Recording-stable acoustic proxy measures

« previous post | next post »

Behind yesterday's post about possible cultural differences in conversational loudness ("Ask Language Log: Loud Americans?" 11/25/2017), there's a set of serious issues in an area that's too frequently ignored: the philosophy of phonetics. [This is an unusually wonkish post on an eccentric topic — you have been warned.]

If the question had been about pitch stereotypes — one unsupported generalization that I've sometimes heard is that "American men have more monotone voices than British men" — there'd still be a set of serious difficulties in the way of providing an empirical test.

What do we mean by "American" and "British" men, in terms of age, class, region, ethnicity, etc.? How do we control for context, given that an individual's pitches can vary by a factor of two or more between quiet conversation and public speaking (see the note on Ann Richards and Martin Luther King Jr. in "Biology, sex, culture, and pitch" 8/16/2013), or as a function of background noise level and interlocutor distance (Liberman and Pierrehumbert, "Intonational invariance under changes in pitch range and length", 1984; Garnier et al., "Influence of Sound Immersion and Communicative Interaction on the Lombard Effect", 2010), annoyance or other sources of arousal ("Raising his voice" 10/8/2011, "Debate quantification: How MAD did he get?" ), register/genre/style, and so on?

And how do we quantify "monotone"? Let's start with the fact that the fundamental frequency ("f0"), the standard proxy for the linguistically-relevant dimension(s) of pitch, is sometimes not a well-defined quantity in the real world, and in any case is often not a reliable correlate for the perceptual and linguistic features we care about (See "Pitch contour perception" 8/28.2017, or "Tone Without Pitch", ETAP 5/30/2015).  Assuming that time-local estimates of voice f0 are the appropriate measurements, there's still the question of how to summarize the values from different places in the syllables, words, and phrases of interest — should we weight values according to the local amplitude? should we pay special attention to extrema or to regions of rapid change or both? should we use a linear or a log scale or something else? should we attempt a more complex perceptual weighting based on time/frequency/amplitude considerations, syllable segmentation, etc.? in whatever transformed space, should we look at means and variances,  (perhaps-weighted) quantiles, median absolute deviation from the median, or what?
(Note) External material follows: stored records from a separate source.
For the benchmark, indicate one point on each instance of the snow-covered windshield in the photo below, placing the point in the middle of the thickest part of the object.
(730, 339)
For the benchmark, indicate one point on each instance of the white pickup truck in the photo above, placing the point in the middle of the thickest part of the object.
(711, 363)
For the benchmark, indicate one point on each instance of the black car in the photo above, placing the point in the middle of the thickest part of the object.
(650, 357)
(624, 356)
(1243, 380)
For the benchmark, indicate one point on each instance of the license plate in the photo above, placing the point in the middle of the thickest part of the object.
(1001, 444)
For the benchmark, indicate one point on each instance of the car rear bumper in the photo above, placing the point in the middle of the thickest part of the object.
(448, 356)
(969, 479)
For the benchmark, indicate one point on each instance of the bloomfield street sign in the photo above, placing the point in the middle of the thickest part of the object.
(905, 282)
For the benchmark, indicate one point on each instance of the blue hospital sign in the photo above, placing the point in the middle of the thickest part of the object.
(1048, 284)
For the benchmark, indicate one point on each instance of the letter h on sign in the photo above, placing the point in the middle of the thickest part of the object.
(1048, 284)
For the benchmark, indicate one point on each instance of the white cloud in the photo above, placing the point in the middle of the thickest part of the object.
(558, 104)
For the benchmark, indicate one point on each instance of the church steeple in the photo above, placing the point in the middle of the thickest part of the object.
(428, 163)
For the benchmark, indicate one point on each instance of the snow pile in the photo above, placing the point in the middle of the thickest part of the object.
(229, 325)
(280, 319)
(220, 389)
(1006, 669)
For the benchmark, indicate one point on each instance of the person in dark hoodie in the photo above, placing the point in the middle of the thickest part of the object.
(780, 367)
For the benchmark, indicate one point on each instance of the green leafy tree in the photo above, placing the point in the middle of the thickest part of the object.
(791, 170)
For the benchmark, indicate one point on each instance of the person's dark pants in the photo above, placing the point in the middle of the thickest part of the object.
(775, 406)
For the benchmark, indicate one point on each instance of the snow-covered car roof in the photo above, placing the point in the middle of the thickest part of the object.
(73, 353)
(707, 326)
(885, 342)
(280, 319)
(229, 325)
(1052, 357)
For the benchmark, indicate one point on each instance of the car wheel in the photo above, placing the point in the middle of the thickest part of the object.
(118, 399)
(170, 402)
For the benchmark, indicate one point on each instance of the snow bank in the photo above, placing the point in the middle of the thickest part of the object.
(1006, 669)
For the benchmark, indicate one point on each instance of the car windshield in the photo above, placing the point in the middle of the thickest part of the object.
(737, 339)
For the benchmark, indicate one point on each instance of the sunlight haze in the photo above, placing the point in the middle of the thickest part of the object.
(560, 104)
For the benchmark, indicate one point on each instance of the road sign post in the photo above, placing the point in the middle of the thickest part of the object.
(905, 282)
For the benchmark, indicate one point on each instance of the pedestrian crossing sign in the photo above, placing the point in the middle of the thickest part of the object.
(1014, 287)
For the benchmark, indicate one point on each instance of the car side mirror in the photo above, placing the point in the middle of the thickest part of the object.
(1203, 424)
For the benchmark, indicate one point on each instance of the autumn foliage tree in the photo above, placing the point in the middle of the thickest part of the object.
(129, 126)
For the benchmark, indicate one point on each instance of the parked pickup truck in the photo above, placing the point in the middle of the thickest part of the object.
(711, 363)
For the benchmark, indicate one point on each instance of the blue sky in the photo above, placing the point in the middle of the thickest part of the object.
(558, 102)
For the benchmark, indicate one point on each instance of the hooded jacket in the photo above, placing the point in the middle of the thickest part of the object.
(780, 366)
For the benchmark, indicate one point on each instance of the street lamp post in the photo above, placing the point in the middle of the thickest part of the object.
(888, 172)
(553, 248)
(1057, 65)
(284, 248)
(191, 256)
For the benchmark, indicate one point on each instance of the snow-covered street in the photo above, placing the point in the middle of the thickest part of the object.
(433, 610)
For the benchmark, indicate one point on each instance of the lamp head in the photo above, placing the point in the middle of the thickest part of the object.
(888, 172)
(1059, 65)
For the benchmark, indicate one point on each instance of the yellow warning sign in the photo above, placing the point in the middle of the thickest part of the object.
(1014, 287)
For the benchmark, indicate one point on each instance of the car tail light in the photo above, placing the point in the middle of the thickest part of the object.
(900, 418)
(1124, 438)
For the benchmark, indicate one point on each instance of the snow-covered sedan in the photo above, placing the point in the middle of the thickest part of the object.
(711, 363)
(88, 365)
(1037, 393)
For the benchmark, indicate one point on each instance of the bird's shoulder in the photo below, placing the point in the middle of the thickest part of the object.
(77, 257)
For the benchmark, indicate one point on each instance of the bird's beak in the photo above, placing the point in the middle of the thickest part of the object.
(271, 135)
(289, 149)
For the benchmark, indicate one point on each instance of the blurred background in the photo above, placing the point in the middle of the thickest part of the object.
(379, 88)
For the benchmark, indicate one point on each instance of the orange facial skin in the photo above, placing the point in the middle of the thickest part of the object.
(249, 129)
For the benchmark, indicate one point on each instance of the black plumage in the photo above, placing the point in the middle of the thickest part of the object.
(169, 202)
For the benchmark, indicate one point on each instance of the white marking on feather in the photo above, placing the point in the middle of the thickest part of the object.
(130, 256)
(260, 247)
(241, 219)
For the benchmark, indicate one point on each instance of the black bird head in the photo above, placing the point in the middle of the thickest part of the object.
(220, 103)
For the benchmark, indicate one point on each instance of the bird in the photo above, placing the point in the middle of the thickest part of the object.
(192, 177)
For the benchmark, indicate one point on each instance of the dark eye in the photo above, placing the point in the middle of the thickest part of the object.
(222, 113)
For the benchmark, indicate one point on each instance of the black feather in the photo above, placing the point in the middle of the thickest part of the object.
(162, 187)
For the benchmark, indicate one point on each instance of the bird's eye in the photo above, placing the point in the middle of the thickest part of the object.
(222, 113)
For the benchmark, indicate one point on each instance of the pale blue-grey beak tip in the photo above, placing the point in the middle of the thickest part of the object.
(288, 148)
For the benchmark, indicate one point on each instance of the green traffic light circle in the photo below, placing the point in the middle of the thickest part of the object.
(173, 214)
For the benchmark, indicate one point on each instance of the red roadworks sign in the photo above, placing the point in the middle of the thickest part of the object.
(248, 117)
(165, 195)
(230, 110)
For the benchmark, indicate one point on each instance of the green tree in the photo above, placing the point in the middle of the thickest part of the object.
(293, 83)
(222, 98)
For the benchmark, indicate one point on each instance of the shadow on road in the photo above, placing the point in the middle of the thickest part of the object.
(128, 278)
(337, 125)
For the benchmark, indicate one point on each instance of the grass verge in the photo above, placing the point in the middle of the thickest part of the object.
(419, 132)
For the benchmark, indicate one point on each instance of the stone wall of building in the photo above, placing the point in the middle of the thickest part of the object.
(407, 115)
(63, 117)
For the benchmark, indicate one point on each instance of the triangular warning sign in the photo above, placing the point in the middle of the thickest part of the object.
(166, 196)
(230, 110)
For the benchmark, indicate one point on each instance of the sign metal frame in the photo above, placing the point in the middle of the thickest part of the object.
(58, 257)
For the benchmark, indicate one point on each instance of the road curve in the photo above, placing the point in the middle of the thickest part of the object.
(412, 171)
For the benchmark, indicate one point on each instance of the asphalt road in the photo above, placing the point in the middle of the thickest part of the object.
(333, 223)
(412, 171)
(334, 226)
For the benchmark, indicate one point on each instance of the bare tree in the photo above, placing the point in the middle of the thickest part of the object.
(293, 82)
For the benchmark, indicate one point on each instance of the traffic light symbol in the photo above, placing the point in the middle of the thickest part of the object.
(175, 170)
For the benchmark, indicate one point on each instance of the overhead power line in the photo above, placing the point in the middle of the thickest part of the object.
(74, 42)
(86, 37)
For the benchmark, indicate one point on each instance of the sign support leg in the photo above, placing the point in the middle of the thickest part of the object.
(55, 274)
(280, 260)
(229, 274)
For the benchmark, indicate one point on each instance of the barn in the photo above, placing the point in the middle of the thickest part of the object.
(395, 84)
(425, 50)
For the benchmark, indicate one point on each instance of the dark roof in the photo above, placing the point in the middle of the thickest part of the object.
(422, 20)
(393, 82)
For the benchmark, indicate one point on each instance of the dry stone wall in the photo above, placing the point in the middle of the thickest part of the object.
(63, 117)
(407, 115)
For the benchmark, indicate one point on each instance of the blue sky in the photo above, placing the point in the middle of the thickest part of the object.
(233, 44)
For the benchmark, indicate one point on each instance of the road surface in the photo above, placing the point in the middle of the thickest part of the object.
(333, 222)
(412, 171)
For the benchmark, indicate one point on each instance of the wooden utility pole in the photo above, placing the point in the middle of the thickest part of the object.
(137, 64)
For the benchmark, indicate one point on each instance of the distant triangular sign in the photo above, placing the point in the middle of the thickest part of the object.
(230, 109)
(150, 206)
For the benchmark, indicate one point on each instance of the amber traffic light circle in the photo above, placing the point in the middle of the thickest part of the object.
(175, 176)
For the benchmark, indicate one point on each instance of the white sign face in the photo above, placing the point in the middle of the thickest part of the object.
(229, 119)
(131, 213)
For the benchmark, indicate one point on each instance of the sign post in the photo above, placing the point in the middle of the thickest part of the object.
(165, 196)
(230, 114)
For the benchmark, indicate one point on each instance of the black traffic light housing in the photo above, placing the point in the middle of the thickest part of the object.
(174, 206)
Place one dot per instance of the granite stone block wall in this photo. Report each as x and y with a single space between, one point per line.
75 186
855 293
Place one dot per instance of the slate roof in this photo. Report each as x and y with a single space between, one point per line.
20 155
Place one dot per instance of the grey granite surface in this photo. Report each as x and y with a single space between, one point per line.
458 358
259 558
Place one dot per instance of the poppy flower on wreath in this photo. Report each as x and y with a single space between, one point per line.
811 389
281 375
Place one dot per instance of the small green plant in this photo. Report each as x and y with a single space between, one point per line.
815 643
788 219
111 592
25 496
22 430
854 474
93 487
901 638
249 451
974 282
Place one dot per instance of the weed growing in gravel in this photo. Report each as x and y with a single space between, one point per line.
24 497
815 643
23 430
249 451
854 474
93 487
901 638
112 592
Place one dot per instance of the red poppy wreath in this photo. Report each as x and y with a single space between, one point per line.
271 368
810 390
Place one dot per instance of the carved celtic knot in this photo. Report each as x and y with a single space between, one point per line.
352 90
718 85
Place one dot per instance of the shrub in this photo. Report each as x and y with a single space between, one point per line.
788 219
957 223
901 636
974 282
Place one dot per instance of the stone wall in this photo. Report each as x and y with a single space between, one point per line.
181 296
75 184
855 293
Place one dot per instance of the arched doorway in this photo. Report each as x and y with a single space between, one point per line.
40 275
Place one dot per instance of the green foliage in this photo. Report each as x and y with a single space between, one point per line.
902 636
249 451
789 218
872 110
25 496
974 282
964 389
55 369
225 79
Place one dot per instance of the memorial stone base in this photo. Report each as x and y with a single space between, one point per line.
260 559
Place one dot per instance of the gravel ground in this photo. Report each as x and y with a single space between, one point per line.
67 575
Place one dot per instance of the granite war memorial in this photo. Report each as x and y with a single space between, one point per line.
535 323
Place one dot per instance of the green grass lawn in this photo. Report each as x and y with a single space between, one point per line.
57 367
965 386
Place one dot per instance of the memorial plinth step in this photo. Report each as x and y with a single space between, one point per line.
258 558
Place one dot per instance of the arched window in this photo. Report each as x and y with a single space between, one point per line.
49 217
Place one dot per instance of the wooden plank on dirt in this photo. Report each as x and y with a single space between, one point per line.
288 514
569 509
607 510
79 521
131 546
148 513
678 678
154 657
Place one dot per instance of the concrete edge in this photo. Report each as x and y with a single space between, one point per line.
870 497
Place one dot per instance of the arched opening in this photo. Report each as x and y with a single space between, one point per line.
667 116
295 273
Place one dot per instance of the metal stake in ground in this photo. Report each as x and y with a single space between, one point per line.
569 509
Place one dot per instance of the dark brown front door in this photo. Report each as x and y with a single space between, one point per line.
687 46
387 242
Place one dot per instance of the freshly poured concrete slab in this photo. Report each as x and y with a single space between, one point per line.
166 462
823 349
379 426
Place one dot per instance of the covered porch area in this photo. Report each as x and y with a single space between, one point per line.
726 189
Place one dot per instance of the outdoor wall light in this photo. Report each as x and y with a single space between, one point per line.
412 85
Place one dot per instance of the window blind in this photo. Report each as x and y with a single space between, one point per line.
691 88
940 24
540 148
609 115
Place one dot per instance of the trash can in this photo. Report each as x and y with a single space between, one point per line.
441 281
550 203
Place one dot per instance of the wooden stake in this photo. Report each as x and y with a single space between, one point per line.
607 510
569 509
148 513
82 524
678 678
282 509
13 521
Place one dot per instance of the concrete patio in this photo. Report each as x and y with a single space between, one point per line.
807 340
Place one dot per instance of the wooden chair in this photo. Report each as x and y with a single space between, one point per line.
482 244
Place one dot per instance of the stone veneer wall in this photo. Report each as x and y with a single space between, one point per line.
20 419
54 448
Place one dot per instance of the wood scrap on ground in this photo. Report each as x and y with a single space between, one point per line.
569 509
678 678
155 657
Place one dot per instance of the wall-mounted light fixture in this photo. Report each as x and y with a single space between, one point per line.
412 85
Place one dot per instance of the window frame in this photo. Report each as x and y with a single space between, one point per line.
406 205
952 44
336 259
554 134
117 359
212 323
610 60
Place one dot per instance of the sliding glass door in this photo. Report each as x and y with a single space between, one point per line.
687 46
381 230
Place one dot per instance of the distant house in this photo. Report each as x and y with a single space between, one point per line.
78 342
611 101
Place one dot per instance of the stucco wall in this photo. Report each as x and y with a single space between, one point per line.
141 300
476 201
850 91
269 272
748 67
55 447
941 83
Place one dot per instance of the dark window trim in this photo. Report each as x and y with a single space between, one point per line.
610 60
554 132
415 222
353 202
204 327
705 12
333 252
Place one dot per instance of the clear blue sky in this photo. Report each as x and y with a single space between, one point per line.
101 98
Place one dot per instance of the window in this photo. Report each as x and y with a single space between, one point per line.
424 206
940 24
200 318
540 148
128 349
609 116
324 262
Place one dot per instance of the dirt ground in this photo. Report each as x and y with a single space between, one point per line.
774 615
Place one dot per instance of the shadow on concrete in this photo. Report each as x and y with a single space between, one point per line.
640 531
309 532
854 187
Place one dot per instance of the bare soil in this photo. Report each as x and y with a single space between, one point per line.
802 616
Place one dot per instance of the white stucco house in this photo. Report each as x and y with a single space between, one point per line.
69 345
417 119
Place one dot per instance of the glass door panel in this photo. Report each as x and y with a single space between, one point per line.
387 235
All the same, researchers who want to compare pitch ranges across different groups are in relatively good shape. We have a reasonable proxy measure — fundamental frequency — which can be somewhat reliably recovered from most recordings, because it's not much affected by microphone and other channel characteristics, signal encoding, and so on. We can chose datasets, at least in principle, where we can try to ensure that the recording contexts are on average similar across the groups to be studied. And if several different quantification methods point to the same answer, then we can feel some confidence in our results.

I haven't done this sort of test for the stereotype about American and British male pitch ranges. But a decade ago, I did a Breakfast Experiment™ to test someone's suggestion that female/male pitch polarization is greater in Japanese than in (American) English. The results ("Nationality, Gender and Pitch" 11/12/2007) supported the stereotype:

There are still plenty of issues — the speakers were not matched across languages in age and relationship, for example — but overall this is a reasonable first-order test of the hypothesis, suggesting that there's something worth looking into further.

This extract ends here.